Authorities in Japan recently busted a 27-year-old university student for allegedly cheating on the TOEIC (story here and here). The Japanese police, acting on a tip, sent undercover agents to a local testing center and nabbed the suspected cheater. Apparently he was planning to use a microphone to communicate answers to others in the room. As he was being dragged away by the cops, 30% of the test takers in the center decided to just go home.
A few thoughts come to mind:
- Obviously, test-center administrations are not automatically better than at-home administrations (or vice versa). Both approaches have potential weaknesses.
- When a particular test center is deemed to have poor security, unscrupulous test takers will flood into that test center to take advantage of it. Some of these test takers will be domestic, and others will be from abroad. Frequent audits are necessary to ensure that test centers maintain rigorous standards. Mystery test-takers should be utilized as well.

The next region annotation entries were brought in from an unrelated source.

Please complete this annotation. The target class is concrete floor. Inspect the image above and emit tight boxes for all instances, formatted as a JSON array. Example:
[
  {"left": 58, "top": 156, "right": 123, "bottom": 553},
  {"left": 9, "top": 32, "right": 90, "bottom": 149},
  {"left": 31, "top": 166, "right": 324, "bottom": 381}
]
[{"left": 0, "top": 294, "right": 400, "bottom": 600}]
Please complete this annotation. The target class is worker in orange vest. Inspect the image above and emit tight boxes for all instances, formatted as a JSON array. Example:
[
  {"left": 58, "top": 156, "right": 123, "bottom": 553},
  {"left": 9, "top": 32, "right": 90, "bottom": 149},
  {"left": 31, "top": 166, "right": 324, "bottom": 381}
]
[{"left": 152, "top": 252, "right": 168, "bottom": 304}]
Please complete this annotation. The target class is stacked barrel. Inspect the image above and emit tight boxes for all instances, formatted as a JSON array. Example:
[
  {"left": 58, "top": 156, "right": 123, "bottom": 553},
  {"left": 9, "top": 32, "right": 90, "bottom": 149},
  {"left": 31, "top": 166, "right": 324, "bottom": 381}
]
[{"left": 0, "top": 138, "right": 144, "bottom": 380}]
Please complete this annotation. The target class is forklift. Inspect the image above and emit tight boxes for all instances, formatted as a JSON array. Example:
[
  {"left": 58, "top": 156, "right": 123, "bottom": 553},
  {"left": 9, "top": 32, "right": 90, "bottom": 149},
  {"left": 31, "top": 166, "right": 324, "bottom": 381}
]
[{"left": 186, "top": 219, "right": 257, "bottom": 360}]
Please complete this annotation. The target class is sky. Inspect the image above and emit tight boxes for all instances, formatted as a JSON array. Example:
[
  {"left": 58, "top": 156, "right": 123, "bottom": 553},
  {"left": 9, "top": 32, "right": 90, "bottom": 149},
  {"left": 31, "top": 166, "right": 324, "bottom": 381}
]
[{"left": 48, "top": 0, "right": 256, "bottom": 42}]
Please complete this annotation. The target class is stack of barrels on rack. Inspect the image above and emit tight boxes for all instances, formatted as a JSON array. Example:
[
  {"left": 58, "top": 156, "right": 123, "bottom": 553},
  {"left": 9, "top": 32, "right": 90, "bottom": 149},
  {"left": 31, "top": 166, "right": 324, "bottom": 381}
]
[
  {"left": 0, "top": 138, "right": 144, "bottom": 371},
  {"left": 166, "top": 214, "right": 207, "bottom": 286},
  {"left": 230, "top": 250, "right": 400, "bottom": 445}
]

- Test makers care a lot about security at test centers. However, not all test-centers are self-operated. Test makers depend on their partners to uphold their standards. Frequent audits are necessary to ensure that they do so.
- Paper tests create extra challenges since many people (sometimes everyone) in the room have the same test form. Computer-based delivery can eliminate this concern.
- Recent moves by the IELTS partnership to limit use of the paper-based IELTS may be due to some of the aforementioned points, but I suppose they’ll never say.